The album is, musically speaking, a step up from Bionic, but even that flop of a record had the stylistic consistency expected of Aguilera. Lotus might have catchier tunes, but it’s the same messy production of every other pop artist nowadays. “Red Hot Kinda Love” sounds like a mix of the ’20s Back to Basics style and the futuristically unfriendly noise of Bionic, making it difficult to pinpoint the track’s musical genre.
The ballads have no stylistic confusion, but are rather boring, seemingly thrown in to give the appearance of musical sophistication — though “Blank Page” is a pleasantly uplifting track that’s melodically similar to her 2002 hit “Beautiful.” She can thank award-winning songwriter Sia for writing this new potential hit.
The “Lotus Intro” is one of the more distinct tracks on the album. The mystical synths, the echoed “Wayayaya” s sung in the background and the foreign percussion drumming create a spiritual dance atmosphere that seems well suited to Aguilera’s musical rebirth message. If only any of the other songs on the album resembled this intro. The record would’ve been tied together nicely and a worthy listen.
And then there are the Max Martin-written tracks.
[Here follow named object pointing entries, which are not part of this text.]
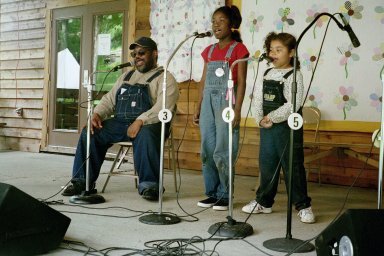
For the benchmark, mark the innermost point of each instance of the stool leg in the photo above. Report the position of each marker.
(117, 158)
(173, 163)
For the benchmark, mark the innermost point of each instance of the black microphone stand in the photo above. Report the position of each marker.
(165, 116)
(231, 228)
(86, 197)
(287, 243)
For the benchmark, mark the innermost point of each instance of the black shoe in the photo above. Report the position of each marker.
(207, 203)
(221, 205)
(74, 189)
(150, 194)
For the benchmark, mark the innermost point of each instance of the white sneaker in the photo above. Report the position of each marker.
(306, 215)
(255, 207)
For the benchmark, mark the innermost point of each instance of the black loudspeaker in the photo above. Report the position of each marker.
(27, 226)
(357, 232)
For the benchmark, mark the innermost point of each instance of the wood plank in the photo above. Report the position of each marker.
(21, 133)
(22, 93)
(22, 45)
(23, 54)
(21, 6)
(34, 14)
(27, 113)
(21, 103)
(32, 84)
(22, 123)
(22, 74)
(22, 35)
(23, 144)
(22, 64)
(22, 26)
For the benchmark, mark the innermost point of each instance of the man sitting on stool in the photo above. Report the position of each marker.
(135, 101)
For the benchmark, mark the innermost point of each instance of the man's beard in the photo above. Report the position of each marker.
(147, 66)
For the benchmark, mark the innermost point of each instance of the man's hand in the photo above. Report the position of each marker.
(134, 128)
(96, 122)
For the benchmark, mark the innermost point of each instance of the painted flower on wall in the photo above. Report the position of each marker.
(379, 55)
(285, 20)
(352, 9)
(254, 23)
(346, 100)
(313, 13)
(376, 101)
(315, 97)
(347, 56)
(380, 13)
(309, 59)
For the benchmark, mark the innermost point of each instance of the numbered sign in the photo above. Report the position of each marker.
(228, 115)
(165, 115)
(295, 121)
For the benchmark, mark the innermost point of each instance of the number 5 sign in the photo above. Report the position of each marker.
(295, 121)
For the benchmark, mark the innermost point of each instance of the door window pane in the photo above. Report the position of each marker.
(108, 47)
(68, 73)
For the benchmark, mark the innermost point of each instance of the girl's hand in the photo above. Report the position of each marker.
(196, 117)
(266, 122)
(237, 119)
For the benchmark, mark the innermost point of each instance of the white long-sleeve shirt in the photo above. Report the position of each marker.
(282, 113)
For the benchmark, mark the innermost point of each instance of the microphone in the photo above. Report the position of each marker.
(264, 56)
(352, 35)
(205, 34)
(120, 66)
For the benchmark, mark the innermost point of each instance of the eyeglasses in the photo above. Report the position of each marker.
(139, 53)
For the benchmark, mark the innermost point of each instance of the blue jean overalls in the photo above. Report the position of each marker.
(213, 129)
(274, 145)
(131, 101)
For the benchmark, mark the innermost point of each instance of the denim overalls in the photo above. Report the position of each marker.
(214, 131)
(274, 145)
(131, 101)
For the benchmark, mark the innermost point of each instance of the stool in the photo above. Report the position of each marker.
(126, 150)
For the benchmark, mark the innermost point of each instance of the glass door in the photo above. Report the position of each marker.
(87, 41)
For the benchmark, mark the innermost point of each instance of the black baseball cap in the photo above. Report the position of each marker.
(144, 42)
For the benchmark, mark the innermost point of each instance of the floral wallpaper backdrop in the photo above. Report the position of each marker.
(347, 83)
(172, 21)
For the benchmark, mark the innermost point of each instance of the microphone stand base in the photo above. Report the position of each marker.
(288, 245)
(159, 219)
(236, 229)
(86, 198)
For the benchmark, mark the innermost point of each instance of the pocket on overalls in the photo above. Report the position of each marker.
(129, 104)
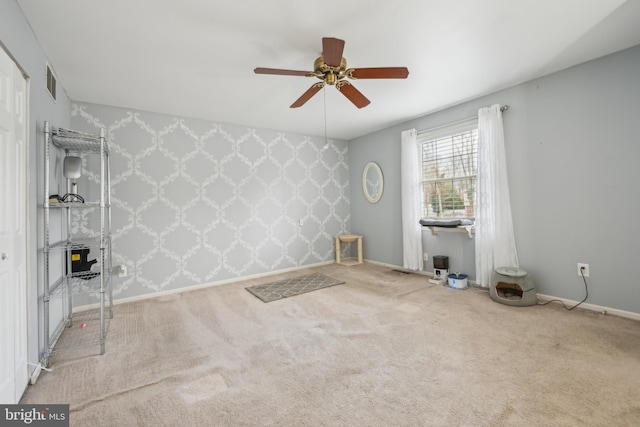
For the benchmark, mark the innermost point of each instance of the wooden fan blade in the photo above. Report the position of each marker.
(280, 72)
(353, 94)
(307, 95)
(378, 73)
(332, 51)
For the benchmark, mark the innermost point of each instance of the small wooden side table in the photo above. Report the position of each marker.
(348, 238)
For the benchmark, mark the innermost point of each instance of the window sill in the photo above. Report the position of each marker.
(469, 229)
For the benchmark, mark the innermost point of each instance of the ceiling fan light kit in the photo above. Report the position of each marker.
(331, 69)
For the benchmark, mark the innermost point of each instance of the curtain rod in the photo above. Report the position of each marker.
(503, 108)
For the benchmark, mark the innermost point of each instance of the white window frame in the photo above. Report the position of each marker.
(445, 135)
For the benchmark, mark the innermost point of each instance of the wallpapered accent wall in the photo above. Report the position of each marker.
(196, 202)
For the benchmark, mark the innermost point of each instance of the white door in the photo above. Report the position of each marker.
(13, 239)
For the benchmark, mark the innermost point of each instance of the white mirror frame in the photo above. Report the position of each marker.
(371, 196)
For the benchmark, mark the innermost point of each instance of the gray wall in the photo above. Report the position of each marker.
(572, 148)
(196, 202)
(18, 39)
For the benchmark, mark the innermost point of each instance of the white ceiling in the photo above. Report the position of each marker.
(195, 58)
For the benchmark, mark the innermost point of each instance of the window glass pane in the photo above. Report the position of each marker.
(449, 168)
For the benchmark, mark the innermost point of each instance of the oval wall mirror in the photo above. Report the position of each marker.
(372, 182)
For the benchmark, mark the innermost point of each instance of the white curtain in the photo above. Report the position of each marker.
(411, 201)
(494, 237)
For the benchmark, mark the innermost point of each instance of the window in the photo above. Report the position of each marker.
(449, 170)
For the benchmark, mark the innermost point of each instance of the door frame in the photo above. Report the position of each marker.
(28, 261)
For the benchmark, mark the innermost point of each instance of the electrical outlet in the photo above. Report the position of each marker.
(585, 269)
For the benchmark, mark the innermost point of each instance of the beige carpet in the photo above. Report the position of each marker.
(384, 349)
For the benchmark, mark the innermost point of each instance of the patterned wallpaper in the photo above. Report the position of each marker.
(196, 202)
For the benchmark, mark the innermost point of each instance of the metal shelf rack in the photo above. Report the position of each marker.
(94, 324)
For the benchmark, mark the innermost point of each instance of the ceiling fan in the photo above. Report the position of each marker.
(331, 69)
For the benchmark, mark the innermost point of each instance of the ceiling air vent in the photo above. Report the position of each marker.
(51, 83)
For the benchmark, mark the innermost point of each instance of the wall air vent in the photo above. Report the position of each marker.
(51, 83)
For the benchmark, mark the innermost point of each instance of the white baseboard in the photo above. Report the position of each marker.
(195, 287)
(36, 374)
(593, 307)
(542, 297)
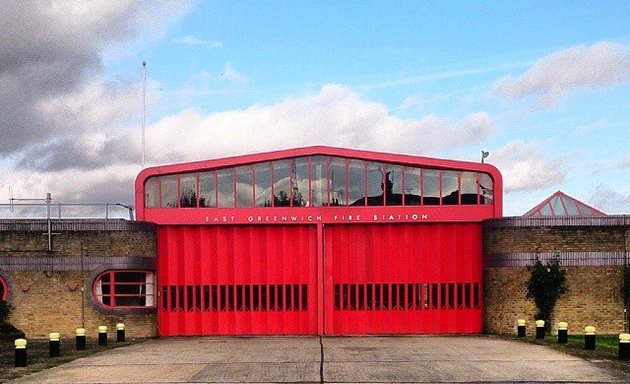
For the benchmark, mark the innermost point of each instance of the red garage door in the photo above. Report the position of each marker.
(237, 280)
(349, 279)
(403, 279)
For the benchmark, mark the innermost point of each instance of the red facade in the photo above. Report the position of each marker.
(319, 241)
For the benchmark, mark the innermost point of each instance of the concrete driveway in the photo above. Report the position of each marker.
(413, 359)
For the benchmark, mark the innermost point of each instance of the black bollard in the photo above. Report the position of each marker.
(120, 332)
(20, 352)
(521, 329)
(53, 344)
(589, 338)
(624, 346)
(81, 344)
(102, 335)
(540, 329)
(563, 332)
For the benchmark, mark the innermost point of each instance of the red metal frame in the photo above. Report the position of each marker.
(112, 295)
(426, 257)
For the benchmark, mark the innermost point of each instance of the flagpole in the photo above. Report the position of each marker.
(144, 107)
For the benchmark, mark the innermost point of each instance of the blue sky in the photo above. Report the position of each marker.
(543, 86)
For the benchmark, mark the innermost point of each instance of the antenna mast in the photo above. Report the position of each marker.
(144, 107)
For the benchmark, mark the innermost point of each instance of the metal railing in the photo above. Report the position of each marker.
(66, 210)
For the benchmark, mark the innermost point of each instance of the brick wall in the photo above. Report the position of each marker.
(592, 252)
(45, 287)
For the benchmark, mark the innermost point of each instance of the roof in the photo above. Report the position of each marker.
(561, 204)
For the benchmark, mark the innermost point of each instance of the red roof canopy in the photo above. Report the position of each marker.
(561, 204)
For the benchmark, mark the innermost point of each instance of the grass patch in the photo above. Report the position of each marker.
(38, 357)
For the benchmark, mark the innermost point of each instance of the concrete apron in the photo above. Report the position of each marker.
(415, 359)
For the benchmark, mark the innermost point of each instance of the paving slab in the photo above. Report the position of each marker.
(411, 359)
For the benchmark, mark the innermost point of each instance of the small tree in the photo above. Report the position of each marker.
(546, 285)
(625, 293)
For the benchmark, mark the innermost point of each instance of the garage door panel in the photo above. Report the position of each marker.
(233, 280)
(403, 279)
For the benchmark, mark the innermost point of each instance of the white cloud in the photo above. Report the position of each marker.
(229, 73)
(51, 52)
(610, 201)
(525, 167)
(193, 41)
(335, 116)
(559, 74)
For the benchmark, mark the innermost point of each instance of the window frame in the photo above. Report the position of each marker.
(149, 297)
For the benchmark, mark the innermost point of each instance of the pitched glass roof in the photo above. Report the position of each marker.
(561, 204)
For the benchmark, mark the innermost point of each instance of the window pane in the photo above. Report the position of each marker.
(207, 191)
(393, 182)
(412, 186)
(128, 289)
(430, 187)
(151, 193)
(263, 184)
(450, 187)
(225, 179)
(169, 191)
(188, 190)
(356, 182)
(281, 184)
(469, 188)
(487, 188)
(244, 187)
(300, 182)
(319, 181)
(375, 177)
(338, 195)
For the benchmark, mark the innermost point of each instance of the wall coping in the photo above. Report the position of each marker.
(68, 225)
(558, 221)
If there’s one thing everyone should realize at this point, it’s that Martin needs to take his $250 million net worth and stop writing music. “Your Body” was such a dull track that it couldn’t even chart higher than Christina’s lead single on Bionic, “Not Myself Tonight.” Having the most anticipated single of the year barely squeezing its way into the Top-40 is pitiful. Somehow, Aguilera and Martin managed to create a lead single that was even too basic for America — a true rarity. And, of course, the other Martin track “Let There Be Love” isn’t any better.
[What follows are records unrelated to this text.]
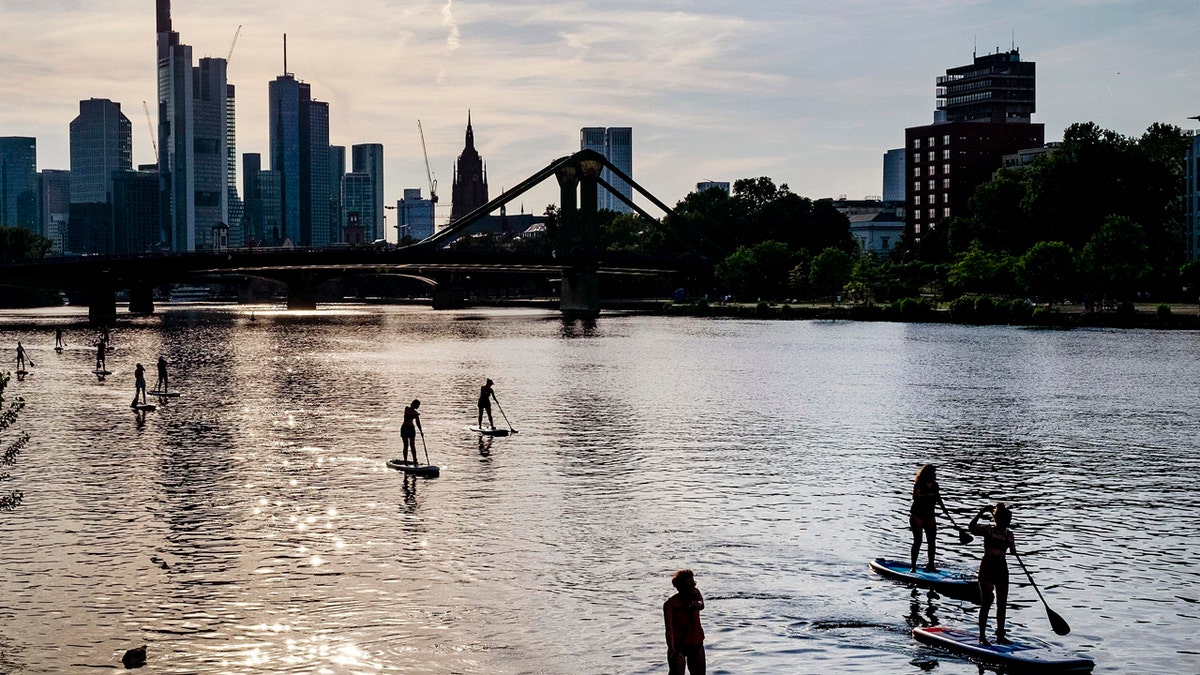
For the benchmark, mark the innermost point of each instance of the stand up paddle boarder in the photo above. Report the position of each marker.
(486, 395)
(685, 637)
(997, 541)
(161, 386)
(409, 428)
(922, 515)
(139, 375)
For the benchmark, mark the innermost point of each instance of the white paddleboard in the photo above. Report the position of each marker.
(489, 430)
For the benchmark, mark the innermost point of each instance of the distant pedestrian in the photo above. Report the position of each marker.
(161, 386)
(486, 395)
(139, 375)
(685, 637)
(409, 428)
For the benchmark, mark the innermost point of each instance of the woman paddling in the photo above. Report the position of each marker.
(409, 428)
(922, 518)
(997, 541)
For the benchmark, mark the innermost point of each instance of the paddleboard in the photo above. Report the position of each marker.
(419, 470)
(1024, 655)
(949, 581)
(489, 430)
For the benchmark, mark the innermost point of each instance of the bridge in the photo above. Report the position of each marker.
(575, 258)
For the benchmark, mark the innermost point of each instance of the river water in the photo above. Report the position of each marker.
(251, 525)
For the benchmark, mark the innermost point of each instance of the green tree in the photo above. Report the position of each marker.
(1115, 261)
(831, 272)
(10, 448)
(756, 272)
(1048, 270)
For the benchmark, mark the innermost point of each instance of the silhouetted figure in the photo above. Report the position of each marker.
(922, 517)
(486, 395)
(997, 541)
(161, 386)
(135, 658)
(409, 428)
(685, 637)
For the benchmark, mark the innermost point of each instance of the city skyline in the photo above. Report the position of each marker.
(805, 94)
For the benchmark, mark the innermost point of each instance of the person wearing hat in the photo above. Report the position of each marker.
(997, 541)
(486, 395)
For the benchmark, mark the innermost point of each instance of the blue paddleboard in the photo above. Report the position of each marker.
(1020, 655)
(953, 583)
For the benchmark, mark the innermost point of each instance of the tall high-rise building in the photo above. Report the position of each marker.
(893, 175)
(299, 137)
(983, 113)
(367, 159)
(101, 142)
(415, 215)
(54, 186)
(177, 177)
(1192, 199)
(210, 155)
(18, 183)
(469, 179)
(616, 143)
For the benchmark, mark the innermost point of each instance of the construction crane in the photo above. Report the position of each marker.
(232, 45)
(150, 124)
(429, 174)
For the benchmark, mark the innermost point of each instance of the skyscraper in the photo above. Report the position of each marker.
(101, 142)
(616, 144)
(983, 113)
(177, 178)
(367, 159)
(469, 179)
(18, 183)
(299, 136)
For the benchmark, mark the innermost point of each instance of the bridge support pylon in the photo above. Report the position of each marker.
(142, 299)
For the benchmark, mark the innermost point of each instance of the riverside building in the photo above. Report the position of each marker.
(983, 114)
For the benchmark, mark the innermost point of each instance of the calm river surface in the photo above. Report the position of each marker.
(251, 525)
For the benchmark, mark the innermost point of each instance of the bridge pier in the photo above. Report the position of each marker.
(101, 305)
(142, 299)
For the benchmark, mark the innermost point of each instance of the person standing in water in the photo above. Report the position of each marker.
(139, 375)
(161, 386)
(685, 637)
(922, 518)
(409, 428)
(486, 395)
(997, 541)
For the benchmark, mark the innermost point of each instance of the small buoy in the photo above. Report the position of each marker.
(135, 657)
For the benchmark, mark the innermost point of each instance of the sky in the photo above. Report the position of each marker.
(809, 93)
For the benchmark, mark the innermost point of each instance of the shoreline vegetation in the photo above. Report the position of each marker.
(971, 311)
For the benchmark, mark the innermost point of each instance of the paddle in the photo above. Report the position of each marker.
(504, 416)
(964, 536)
(1059, 623)
(426, 449)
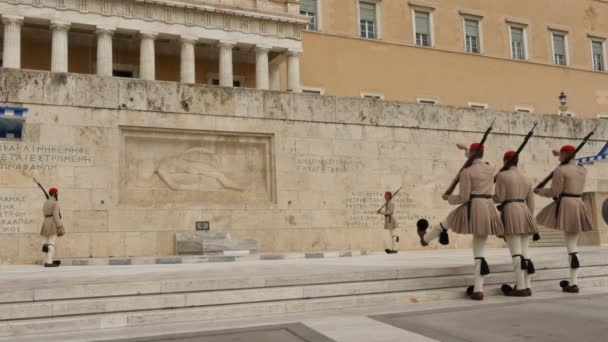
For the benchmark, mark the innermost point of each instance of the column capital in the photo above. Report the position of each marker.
(101, 30)
(226, 44)
(12, 19)
(294, 51)
(263, 48)
(148, 34)
(60, 25)
(189, 39)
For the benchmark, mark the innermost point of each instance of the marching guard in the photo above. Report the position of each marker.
(390, 224)
(515, 196)
(476, 214)
(567, 212)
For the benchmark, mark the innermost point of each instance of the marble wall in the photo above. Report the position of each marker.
(138, 161)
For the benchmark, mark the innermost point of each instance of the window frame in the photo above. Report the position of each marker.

“Make the World Move” is Aguilera’s best shot at cranking out another hit. Her collaboration with CeeLo Green on this song is enough to gain some initial attention, and the mash of Aguilera and CeeLo’s classic style on the dance track is enough to make it a smash. It’s refreshing to hear a track that meets the expectation of its two singers. It’s a shame that her co-star of “The Voice,” Adam Levine, couldn’t make an appearance on the album, given that Aguilera lent him some heavy vocals on Maroon 5’s “Moves Like Jagger.”
Aguilera openly admitted that there wasn’t one particular style utilized on the album, and that it was more of a musical experimentation. However, this is her fifth studio album, and the basis of her other four were experimentation — the only difference with Lotus being that it’s a chaotic approach. At this point Aguilera should have some idea of what she wants in her music. Not to mention, the one-dimensionality of certain tracks makes a listener think that Aguilera should’ve saved the title Back to Basics for this album. Go reunite with Linda Perry, who wrote “Beautiful,” and try again later.